Hi,
Love4Boobies wrote:
Brendan wrote:
- bad initial design - e.g. the design wasn't very good for "foo" to begin with. Everyone makes bad design decisions sooner or later (the only people who haven't made bad design decisions are people that haven't made design decisions).
I don't see how the fact that everyone makes mistakes is an argument for the fact that requiring a rewrite is not a sign of a good design.
Imagine someone who's never designed or implemented an OS before. Is it sane to expect them to design and implement something perfect on their first attempt?
Excluding "clones" (where an existing OS design is merely copied and no design flaws are possible) I can't think of anything that's actually good which hasn't been through at least 2 rewrites.
Love4Boobies wrote:
Brendan wrote:
- internal scope creep - e.g. the design was perfectly fine for "foo" which is all we cared about at the time; but now we want to do "bar" and the design needs to change. A simple example of this would be saying "it's only a small hobby OS, therefore I don't want to bother with Unicode and proportional fonts" and then 3 years later thinking "it's grown beyond just a small hobby OS, therefore I actually do want Unicode and proportional fonts".
- external scope creep - e.g. the design was perfectly fine for "foo" which is all we could have known about at the time; but now someone else has introduced "bar" and the design needs to change. At the moment there's probably a lot of people looking at their "it was reasonable to assume PC BIOS at the time" boot code.
A good design would have to be flexible enough to allow for the requirements to change over time.
Sounds like a nice theory. Can you think of anything that has actually achieved this in practice? If both Microsoft and Apple can't do it, should we expect random hobbyists to be able to?
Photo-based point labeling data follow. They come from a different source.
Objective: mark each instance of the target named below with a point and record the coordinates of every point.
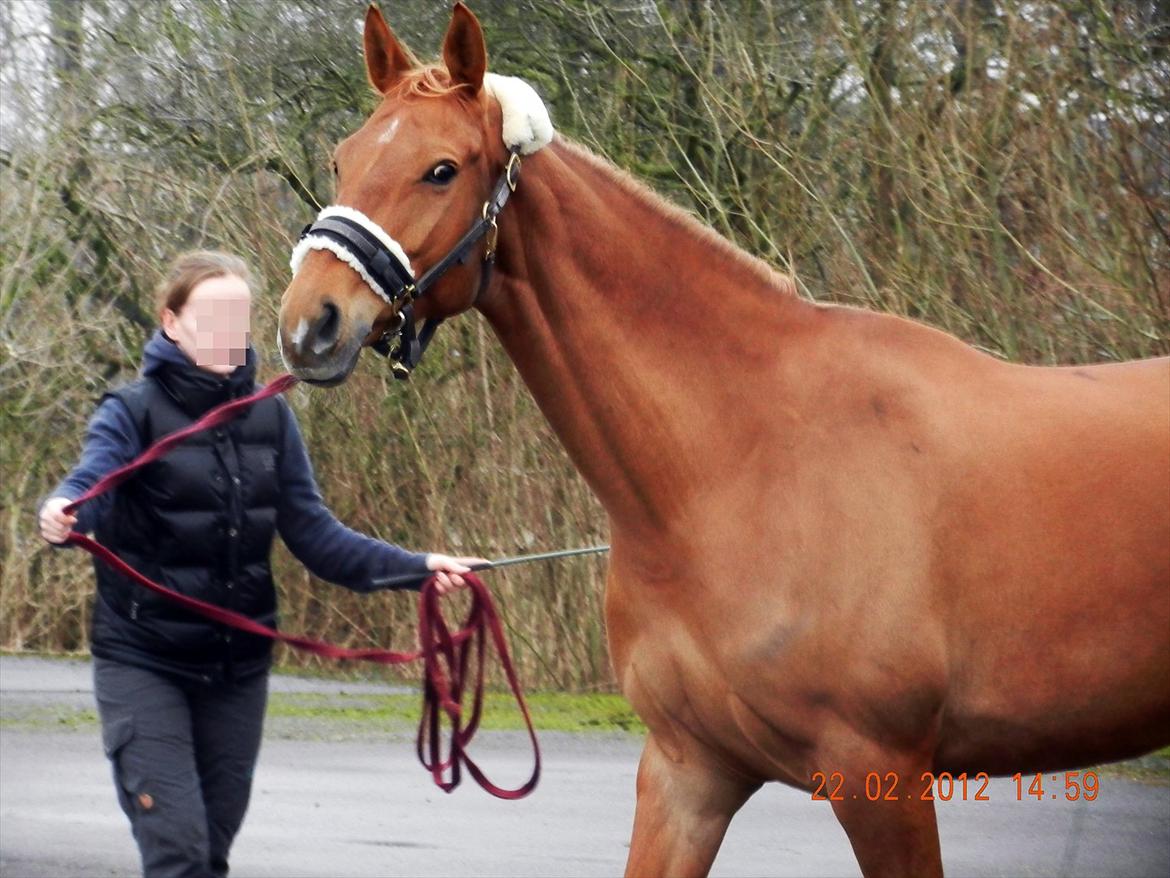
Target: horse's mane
(679, 217)
(434, 81)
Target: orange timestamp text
(944, 787)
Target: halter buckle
(511, 173)
(493, 233)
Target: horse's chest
(717, 694)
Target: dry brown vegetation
(999, 170)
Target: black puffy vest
(200, 521)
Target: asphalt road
(362, 806)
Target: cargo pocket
(116, 735)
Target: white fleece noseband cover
(319, 242)
(527, 128)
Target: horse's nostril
(324, 331)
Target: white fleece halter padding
(319, 242)
(527, 123)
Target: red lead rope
(446, 654)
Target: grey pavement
(364, 807)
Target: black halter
(401, 289)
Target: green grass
(551, 711)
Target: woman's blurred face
(213, 328)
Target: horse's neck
(634, 329)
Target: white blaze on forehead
(391, 130)
(525, 121)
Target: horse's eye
(441, 173)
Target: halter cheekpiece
(382, 262)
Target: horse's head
(411, 183)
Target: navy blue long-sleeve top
(316, 537)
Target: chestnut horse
(842, 541)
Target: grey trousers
(183, 754)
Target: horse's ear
(386, 57)
(463, 50)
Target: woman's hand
(447, 570)
(55, 525)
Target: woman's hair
(192, 268)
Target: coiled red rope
(446, 654)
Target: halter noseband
(362, 244)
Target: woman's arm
(318, 540)
(111, 440)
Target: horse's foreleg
(685, 804)
(890, 824)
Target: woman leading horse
(842, 541)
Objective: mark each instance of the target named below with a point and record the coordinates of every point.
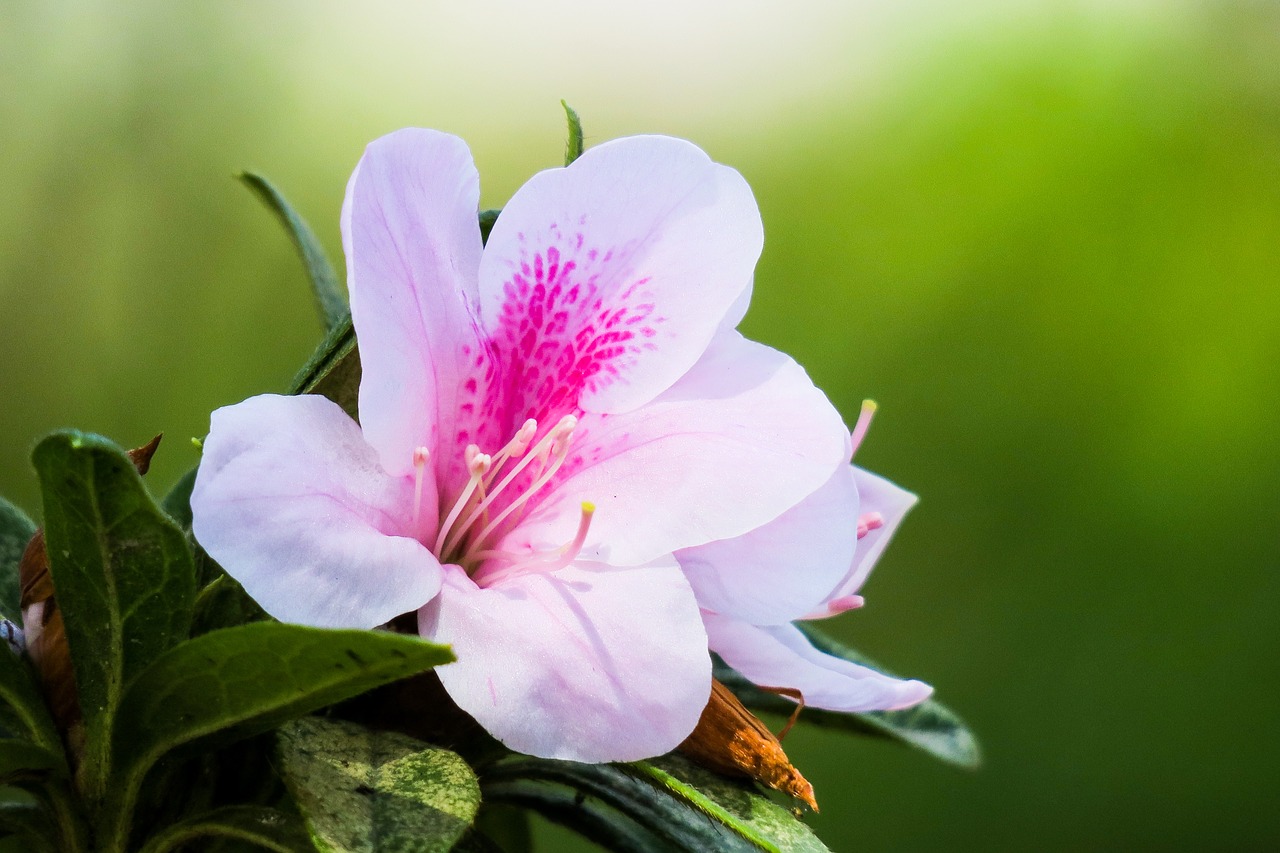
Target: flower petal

In practice, this argument is like saying that the person who designed the first horse-drawn cart was a fool because he should've predicted the invention of combustion engines and designed the horse-drawn cart to easily adapt to unforeseeable changes in technology.
Love4Boobies wrote:
Brendan wrote:
Where we don't agree is that I think these smaller design changes can become a larger collection that does justify a rewrite; while you think that (for an example) it would've made more sense for Microsoft to keep polishing "MS-DOS" until it becomes something like Windows 8 without starting again (twice).
You are starting from the assumption that their designs were good when they actually weren't. They may have seemed good at the time; that's another story.
They were (relatively) good designs at the time they were designed. For example, in the time before MS-DOS was released (before 80286 existed), it would've been unreasonable to expect Microsoft to develop a full multi-tasking OS with GUI, etc. For their next rewrite, Windows 9x was (given the need to support old DOS software that expected full control and no protection) also relatively good.
Should Microsoft have looked deep into their crystal ball, and designed DOS for GUI and 1920*1600 wide screens and systems with 8 or more 64-bit CPUs running at several GHz back when people were pushing just to get their 8 MHz CPU to handle simple (text mode) word-processing?
Love4Boobies wrote:
Also, notice that my main problem with that post was that the poster was advocating rewrites as a good practice.
Rewrites are good practice, when they're justified. Wasting years polishing a turd just because you're not smart enough to recognise the magnitude of design changes and/or because you lack the courage necessary to do what needs to be done, and then ending up with a unmaintainable pile of scar tissue is not good practice.
Of course rewrites are not good practice when they're not justified too; which is what makes it far too easy for people to take what I've been saying out of context.